Les peuples autochtones redéfinissent le développement

18 janv. 2010

New York - Alors que le terme même de développement n’existait pas, à l’origine, dans la plupart des langues autochtones, les vies des peuples autochtones ont pourtant subi des bouleversements radicaux, au cours des siècles, au nom du développement économique. En effet, bon nombre de ces communautés ont été forcées ou incitées par la ruse à quitter leurs terres ancestrales pour céder la place à de gigantesques industries, des centrales d’énergie et d’autres entreprises des temps modernes. Entre temps, les peuples autochtones de par le monde n’ont pas pour autant récolté les fruits du développement, et ils continuent aujourd'hui encore de souffrir de taux anormalement élevés de pauvreté, de problèmes de santé, de criminalité et de violations des droits de l’homme. Ces populations sont désormais parmi les plus exposées aux méfaits du changement climatique alors que leur bilan carbone est quasi nul, du fait de leur mode de vie traditionnel En fait, alors que les peuples autochtones dans le monde représentent près de 370 millions d’individus, soit quelque 5 pour cent de la population mondiale, ils constituent près d’un tiers des 900 millions de personnes vivant en milieu rural considérées parmi les plus pauvres de la planète.

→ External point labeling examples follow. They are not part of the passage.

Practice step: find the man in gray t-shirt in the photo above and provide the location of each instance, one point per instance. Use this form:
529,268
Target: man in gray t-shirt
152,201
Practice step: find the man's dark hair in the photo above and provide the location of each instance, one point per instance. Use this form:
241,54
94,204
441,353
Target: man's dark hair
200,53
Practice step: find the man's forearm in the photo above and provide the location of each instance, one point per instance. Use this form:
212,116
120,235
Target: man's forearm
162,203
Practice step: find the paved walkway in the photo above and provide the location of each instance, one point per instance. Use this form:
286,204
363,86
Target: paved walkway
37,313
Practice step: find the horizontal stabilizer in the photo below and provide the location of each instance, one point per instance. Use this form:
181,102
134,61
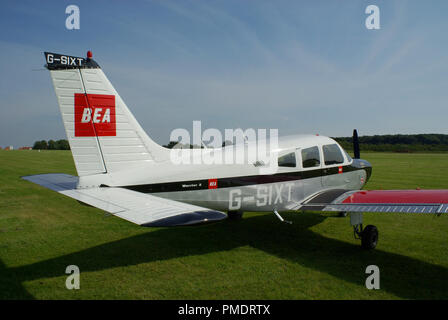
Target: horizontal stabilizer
136,207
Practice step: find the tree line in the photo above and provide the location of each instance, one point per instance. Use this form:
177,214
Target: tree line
51,145
382,143
398,142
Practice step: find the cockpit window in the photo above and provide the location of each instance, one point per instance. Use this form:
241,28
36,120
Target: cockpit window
287,160
349,159
332,154
310,157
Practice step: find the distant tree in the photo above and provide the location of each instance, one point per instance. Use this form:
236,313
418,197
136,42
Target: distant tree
40,145
52,145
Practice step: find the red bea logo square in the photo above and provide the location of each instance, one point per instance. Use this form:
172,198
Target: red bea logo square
212,183
95,115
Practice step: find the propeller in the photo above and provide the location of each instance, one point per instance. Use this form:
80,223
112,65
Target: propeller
355,145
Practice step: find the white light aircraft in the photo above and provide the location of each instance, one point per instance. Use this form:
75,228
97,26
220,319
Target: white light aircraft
121,170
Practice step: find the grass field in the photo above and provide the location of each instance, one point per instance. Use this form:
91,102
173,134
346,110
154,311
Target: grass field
42,232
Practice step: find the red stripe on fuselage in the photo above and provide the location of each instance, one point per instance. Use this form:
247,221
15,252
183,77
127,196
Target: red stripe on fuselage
399,196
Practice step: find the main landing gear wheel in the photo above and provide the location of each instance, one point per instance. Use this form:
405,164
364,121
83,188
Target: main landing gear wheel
234,215
369,237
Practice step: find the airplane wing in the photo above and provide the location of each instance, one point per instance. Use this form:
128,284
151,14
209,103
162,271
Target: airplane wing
140,208
404,201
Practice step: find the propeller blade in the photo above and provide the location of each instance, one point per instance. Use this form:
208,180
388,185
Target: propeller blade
356,145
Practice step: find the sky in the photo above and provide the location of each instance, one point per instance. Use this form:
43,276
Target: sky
295,66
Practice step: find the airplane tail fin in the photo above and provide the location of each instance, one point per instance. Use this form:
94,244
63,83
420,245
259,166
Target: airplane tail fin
103,134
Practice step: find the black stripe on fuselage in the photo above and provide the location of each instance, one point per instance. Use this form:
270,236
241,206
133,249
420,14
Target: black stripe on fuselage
238,181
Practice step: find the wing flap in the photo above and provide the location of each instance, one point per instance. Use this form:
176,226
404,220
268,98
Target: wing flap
136,207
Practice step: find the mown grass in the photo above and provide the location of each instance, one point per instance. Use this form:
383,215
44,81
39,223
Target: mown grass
42,232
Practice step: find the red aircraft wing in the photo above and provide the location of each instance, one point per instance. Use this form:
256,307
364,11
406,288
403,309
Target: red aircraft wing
405,201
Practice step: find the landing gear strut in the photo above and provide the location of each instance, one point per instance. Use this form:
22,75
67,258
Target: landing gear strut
368,235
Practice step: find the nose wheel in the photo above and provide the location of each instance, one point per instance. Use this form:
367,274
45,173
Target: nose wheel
367,235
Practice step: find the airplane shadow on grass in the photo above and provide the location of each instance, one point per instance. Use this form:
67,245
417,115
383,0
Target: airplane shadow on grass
400,275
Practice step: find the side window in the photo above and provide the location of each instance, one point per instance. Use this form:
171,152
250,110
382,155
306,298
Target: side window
287,160
310,157
332,154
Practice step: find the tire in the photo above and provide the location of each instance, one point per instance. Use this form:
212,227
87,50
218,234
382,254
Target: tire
234,215
369,237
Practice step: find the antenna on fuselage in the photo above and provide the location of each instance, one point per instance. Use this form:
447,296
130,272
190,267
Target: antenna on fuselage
356,152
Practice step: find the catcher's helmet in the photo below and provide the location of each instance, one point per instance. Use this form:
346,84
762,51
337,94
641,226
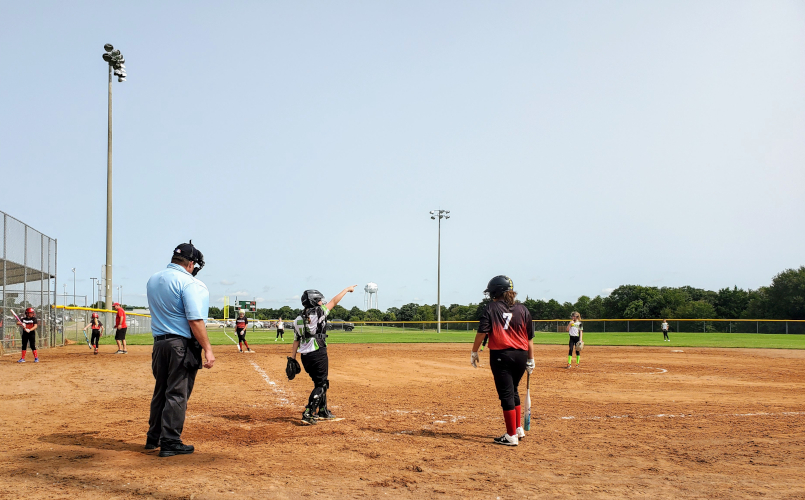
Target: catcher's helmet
498,285
311,298
191,253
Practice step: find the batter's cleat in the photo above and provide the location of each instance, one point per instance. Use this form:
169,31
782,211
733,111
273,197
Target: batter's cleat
326,414
308,418
507,440
170,450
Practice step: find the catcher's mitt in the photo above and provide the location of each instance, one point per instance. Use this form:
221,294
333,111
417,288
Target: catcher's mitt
292,368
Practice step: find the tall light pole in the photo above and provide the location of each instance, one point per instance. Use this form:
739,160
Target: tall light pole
93,291
118,68
439,214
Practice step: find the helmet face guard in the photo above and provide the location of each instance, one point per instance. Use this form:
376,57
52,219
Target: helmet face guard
311,298
498,286
191,253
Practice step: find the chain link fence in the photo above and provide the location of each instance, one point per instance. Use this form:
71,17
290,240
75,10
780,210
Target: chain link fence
73,320
28,280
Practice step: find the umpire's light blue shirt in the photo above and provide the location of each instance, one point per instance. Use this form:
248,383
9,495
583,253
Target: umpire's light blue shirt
176,297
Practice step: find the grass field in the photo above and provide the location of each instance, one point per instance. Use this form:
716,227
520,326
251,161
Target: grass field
376,335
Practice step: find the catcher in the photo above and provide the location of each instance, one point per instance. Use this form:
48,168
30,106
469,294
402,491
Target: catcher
310,332
576,331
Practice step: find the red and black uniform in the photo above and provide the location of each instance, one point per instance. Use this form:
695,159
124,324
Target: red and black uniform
28,337
96,332
509,329
240,328
120,324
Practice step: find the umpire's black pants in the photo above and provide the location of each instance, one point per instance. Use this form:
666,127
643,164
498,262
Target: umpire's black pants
174,383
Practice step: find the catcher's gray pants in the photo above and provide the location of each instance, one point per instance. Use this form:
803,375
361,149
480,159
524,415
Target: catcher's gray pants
174,383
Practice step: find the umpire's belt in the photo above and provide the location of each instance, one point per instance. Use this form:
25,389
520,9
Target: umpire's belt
168,336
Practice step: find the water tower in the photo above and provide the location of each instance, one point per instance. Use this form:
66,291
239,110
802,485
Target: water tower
370,296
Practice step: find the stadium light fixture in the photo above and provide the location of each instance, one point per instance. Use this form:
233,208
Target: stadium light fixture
117,67
439,214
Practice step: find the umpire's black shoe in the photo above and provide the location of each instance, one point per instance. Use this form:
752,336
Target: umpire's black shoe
169,450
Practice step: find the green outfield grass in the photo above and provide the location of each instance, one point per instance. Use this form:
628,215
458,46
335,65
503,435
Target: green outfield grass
374,335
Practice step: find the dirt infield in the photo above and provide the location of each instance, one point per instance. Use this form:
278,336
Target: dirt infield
631,423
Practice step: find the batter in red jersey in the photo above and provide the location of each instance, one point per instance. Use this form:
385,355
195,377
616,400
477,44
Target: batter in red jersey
511,351
28,325
121,327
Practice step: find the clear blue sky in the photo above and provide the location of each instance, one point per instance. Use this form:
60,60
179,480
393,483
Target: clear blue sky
578,145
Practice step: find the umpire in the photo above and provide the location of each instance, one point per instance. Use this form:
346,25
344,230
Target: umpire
179,305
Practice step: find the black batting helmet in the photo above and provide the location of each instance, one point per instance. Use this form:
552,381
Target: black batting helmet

Mais un développement humain soucieux des droits des peoples autochtones peut générer de réelles opportunités  et leur permettre de mener leur mode de vie tel qu’ils le souhaitent. Ces conclusions ont été convenues par les représentants de plus de 16 communautés autochtones, qui les ont reprises à leur compte durant la réunion organisée par le PNUD en préparation du 20ème anniversaire du Rapport sur le développement humain, l’une des réalisations phares de l'Organisation.

« Le développement humain représente pour les autochtones la possibilité de continuer de mener leur mode de vie traditionnel sur leurs terres et de décider eux-mêmes de la manière d'exploiter les ressources naturelles qui sont mises à leur disposition », a déclaré Victoria Tauli-Corpuz, présidente de l’Instance permanente sur les questions autochtones des Nations Unies (UNPFII). « Cela signifie également qu’ils peuvent décider par eux-mêmes de l'orientation qu’ils souhaitent donner à leur développement culturel, économique et spirituel », a-t-elle indiqué.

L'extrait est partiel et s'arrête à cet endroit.